Explanation: First, we remove all tables, columns, measures and hierarchies, that are not part of the perspective defined in line 1 of the script. Then, we remove any additional objects where we may have applied the "DevPerspectives" annotation as described previously, along with all the developer perspectives themselves. Afterwards, we apply any changes to measure expressions, format strings or descriptions based on the annotations, if any. Finally, we apply partition queries as defined in annotations (if any), while also replacing placeholder values with the annotated values (if any).

Note that we could also just add additional specific model changes directly to this script, if we wanted to, but the whole point of this exercise was how we can maintain several models directly from within Tabular Editor. The script above is the same, regardless of which version we want to deploy (except, of course, for line 1).
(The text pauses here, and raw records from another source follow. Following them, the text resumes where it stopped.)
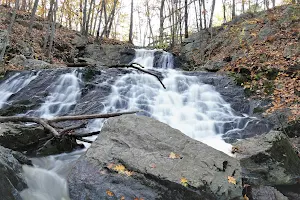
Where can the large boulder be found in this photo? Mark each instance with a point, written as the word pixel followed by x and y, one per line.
pixel 268 159
pixel 108 54
pixel 139 157
pixel 33 140
pixel 11 179
pixel 3 39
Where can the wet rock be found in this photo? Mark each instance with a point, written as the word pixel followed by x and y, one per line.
pixel 80 41
pixel 33 64
pixel 248 128
pixel 143 145
pixel 268 159
pixel 267 193
pixel 31 140
pixel 108 54
pixel 214 66
pixel 18 60
pixel 11 179
pixel 3 39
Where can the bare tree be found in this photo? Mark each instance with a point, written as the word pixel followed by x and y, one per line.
pixel 186 29
pixel 233 9
pixel 212 13
pixel 9 30
pixel 36 2
pixel 161 21
pixel 131 23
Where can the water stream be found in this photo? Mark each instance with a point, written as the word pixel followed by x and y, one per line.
pixel 14 84
pixel 187 104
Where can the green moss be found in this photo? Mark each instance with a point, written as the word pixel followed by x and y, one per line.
pixel 268 87
pixel 88 74
pixel 258 110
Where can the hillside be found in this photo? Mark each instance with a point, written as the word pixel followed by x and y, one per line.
pixel 261 51
pixel 65 41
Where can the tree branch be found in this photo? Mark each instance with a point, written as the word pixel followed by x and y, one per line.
pixel 132 65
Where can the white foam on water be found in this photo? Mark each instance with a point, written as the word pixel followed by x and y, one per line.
pixel 14 84
pixel 66 92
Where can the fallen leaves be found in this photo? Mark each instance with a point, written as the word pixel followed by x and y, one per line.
pixel 174 156
pixel 110 193
pixel 184 182
pixel 121 169
pixel 231 180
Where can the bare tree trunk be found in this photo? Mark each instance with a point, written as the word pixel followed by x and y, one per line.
pixel 149 20
pixel 161 21
pixel 131 23
pixel 212 13
pixel 186 29
pixel 233 9
pixel 243 6
pixel 23 5
pixel 9 30
pixel 204 13
pixel 84 16
pixel 200 15
pixel 51 39
pixel 88 18
pixel 36 2
pixel 100 20
pixel 224 11
pixel 197 23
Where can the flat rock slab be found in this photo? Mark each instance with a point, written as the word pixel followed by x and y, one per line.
pixel 268 159
pixel 143 146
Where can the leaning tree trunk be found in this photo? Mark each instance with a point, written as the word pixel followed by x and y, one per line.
pixel 36 2
pixel 131 23
pixel 212 13
pixel 12 21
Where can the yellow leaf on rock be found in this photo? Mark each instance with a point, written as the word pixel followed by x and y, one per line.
pixel 110 193
pixel 231 180
pixel 119 168
pixel 174 155
pixel 184 181
pixel 245 197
Finally, we can load our Model.bim file, execute the script, and deploy the modified model in one go, using the following command line syntax:

start /wait /d "c:\Program Files (x86)\Tabular Editor" TabularEditor.exe Model.bim -S ResellerModel.cs -D localhost AdventureWorksReseller -O -R

To deploy the Internet or Management versions, we would need to do the same, providing the corresponding scripts:

start /wait /d "c:\Program Files (x86)\Tabular Editor" TabularEditor.exe Model.bim -S InternetModel.cs -D localhost AdventureWorksInternet -O -R
start /wait /d "c:\Program Files (x86)\Tabular Editor" TabularEditor.exe Model.bim -S ManagementModel.cs -D localhost AdventureWorksManagement -O -R

This assumes that you are executing the command line within the directory of your Model.bim file (or Database.json file if using the "Save to Folder"-functionality). The -S switch instructs Tabular Editor to apply the supplied script to the model, and the -D switch performs the deployment. The -O switch allows overwriting an existing database with the same name, and the -R switch indicates that we also want to overwrite roles of the target database.

Master model processing

If you have a dedicated processing server and large amounts of data overlap between the individual models, it may make sense for you to process the data into the master model first, before splitting it up. This way, you can avoid processing the same data several times, into individual models. This assumes, however, that you are not processing any tables where the partition query has been changed between versions, as shown in this section. The recipe for this is outlined below:

  1. (Optional - in case there were metadata changes) Deploy your master model to your processing server
  2. Perform the processing you need on your master model (do not process tables that have version-specific partition queries).
  3. Synchronise the master model into every individual model and use the command above to strip down the individual models after synchronisation, followed by a ProcessRecalc if necessary.
  4. (Optional) Process any tables on the individual models, that have version-specific partition queries.

Tips and tricks

When you're starting to use custom annotations a lot, there may be situations where you want to list all objects with a specific annotation. This is where the Dynamic LINQ expressions of the Filter-box comes in handy.

First off, let's say we wanted to find all objects where we added an annotation with the name "$InternetModel_Expression". Type the following into the filter textbox and hit ENTER:

:GetAnnotation("`$`InternetModel_Expression")<>null

Or, if you want to find all objects, that have an annotation ending with the word "_Expression", use:

:GetAnnotations().Any(EndsWith("_Expression"))

Note that these functions are case-sensitive, so if your annotation was written in lowercase, the above filter would not catch it.

You could also search for objects where the annotation had a specific value:

:GetAnnotation(`$`InternetModel_Description).Contains("TODO")

Conclusion

The technique described here can be very helpful when maintaining many similar models with a lots of shared functionality, such as Calendar tables and other common dimensions. The scripts used can be neatly reused as Custom Actions within Tabular Editor, while the actual deployment can be automated in various ways.